Çikolata ve tatlıların içerisinde genellikle firmalar tarafından NBŞ kullanıldığını anlatan Kahraman, büyüklerin de evlerine giderken aldığı gazlı içecek ya da tatlılarla ev halkına bilmeyerek kötülük yaptığını anlattı.

Yapılan araştırmaların doğalın dışına taşmış şekerin pankreas kanserine neden olduğunu gösterdiğini anlatan Kahraman, çay şekerinin ise pankreas kanseri ile ilişkisinin bulunmadığını belirtti.

Yapılan araştırmaların ardından ABD’nin NBŞ’ye kota koyduğunu ifade eden Sefer Kahraman, yapılan deneylerde Fruktozun, diyabet, koroner kalp hastalığı, karaciğer yağlanması ve hipertansiyona yol açtığının da görüldüğünü söyledi. Son 30-40 yıldır çay şekeri yerine mısır şurubunun kullanılmasının, şişmanlığın ve şişmanlıkla ilgili hastalıkların bir salgın haline dönüşmesini kolaylaştırdığını kaydeden Kahraman, çocukların yediği bir çok üründe ve günde defalarca içmesine izin verilen içeceklerde NBŞ olabileceğini paketlerin, kutuların üzerinin iyi okunarak NBŞ varsa tüketilmemesi gerektiğini ifade etti.

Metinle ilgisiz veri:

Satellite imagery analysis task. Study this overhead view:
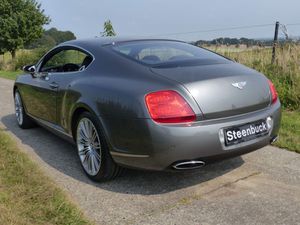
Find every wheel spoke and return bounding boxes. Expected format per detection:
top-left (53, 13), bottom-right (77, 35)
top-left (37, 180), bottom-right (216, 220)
top-left (77, 118), bottom-right (101, 176)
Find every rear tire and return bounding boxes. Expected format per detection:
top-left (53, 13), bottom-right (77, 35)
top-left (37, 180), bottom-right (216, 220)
top-left (75, 112), bottom-right (122, 182)
top-left (14, 90), bottom-right (36, 129)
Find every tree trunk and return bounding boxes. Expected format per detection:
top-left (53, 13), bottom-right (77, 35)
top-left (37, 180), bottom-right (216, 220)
top-left (10, 50), bottom-right (16, 60)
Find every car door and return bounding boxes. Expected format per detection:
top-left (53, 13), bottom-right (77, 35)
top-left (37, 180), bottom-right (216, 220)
top-left (27, 46), bottom-right (90, 124)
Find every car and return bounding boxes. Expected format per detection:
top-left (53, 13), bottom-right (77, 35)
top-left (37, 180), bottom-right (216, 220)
top-left (13, 37), bottom-right (281, 181)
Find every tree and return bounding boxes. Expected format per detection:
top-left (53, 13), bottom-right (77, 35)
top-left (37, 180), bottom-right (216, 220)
top-left (25, 27), bottom-right (76, 49)
top-left (101, 20), bottom-right (116, 37)
top-left (0, 0), bottom-right (50, 59)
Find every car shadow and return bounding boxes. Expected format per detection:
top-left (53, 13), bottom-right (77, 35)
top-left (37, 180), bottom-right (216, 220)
top-left (1, 114), bottom-right (244, 195)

Kimyasal tatlandırıcılardan aspartam ve sakarinin, market raflarındaki diyet kola, düşük kalorili yoğurt ve şekersiz sakızın yanı sıra açıktan satılan baklava, reçel, helva ve süt tatlıları gibi birçok üründe rahatlıkla şeker yerine geçerken, insanların aldığı birçok ürünün içinde kimyasal tatlandırıcı kullanıldığını bilmediğini ifade eden Kahraman, “İşin sağlık boyutu dikkate alındığında on kat daha ucuza alınan ürünün sağlığımız üzerindeki olumsuz etkisi sebebiyle cebimizden kat kat daha fazlası çıkarak, bedelini vücudumuz ödeyecektir. Yani ucuz etin yahnisi bize çok pahalıya patlayacaktır. Tatlandırıcıların kontrolsüz üretimi ve ithalatı, bavul ticareti ve sınır ticareti yoluyla ülkemize fazla miktarda girmesi engellenmediği taktirde şeker fabrikalarının kapanmasının, yerli katma değer kaybının ve sektörden ekmek yiyen milyonlarca insanın iş ve aşını kaybetmesinin önüne de geçilemeyecektir” dedi.